Lyman took the chart and surveyed it with enthralled interest. It did not look much like a map. It consisted of slender reed sections bound flat, mat fashion, with strands of fiber woven into them in crosswise curves and lines. Here and there a small shell was attached. The whole thing barely covered the palm of his hand. No one would have guessed it to be the key to fortune.
“The fibers,” said the girl, “represent currents and sailing courses; the shells are islands. The trip has to be taken at a certain time of the year when certain winds prevail and certain constellations are above the horizon.
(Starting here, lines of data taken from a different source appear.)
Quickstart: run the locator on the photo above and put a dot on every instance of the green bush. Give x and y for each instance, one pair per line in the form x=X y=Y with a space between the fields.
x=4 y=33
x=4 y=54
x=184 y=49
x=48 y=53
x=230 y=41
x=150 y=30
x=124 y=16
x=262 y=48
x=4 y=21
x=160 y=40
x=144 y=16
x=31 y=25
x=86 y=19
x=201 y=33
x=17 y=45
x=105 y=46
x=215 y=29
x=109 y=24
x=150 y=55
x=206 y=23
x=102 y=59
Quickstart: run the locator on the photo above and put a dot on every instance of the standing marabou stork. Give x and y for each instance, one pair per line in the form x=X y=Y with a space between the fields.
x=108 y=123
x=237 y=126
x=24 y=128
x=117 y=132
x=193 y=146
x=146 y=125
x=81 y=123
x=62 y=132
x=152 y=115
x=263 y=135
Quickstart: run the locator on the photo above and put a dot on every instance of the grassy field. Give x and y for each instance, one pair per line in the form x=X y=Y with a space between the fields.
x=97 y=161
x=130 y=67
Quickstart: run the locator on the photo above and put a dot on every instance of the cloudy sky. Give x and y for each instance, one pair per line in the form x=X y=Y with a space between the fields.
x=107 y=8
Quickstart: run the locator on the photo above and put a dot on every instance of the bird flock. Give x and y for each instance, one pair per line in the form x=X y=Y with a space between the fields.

“On the strength of it my father persuaded my uncle, Mr. Foster, who was just beginning to make money then, to go shares in the expedition. They needed a ship and ships were scarce at that time, three years ago, when the war used every available bottom. They wouldn’t take father for the war because of his age but he was in wonderful health and strength, really in his prime. They got a small shipbuilder father knew in Maine to build the Golden Dolphin, Mr. Foster thought a ship a good investment aside from the treasure hunt, and he believed in that. His son was at Camp Devens.”
“Until the armistice,” put in Lynda Warner.
“So the ship was built and launched. I christened it. I saw it built from the laying of the keel. Father almost lived at the yard. All his love of the sea returned. I begged for him to take me but he said the trip was too hazardous, especially with the added risks of German raiders. Only he and I knew the secret place where he intended to keep the pearls after he had got them. They were to visit Mafulu’s island first, and if possible, recruit native divers, though they carried modern apparatus.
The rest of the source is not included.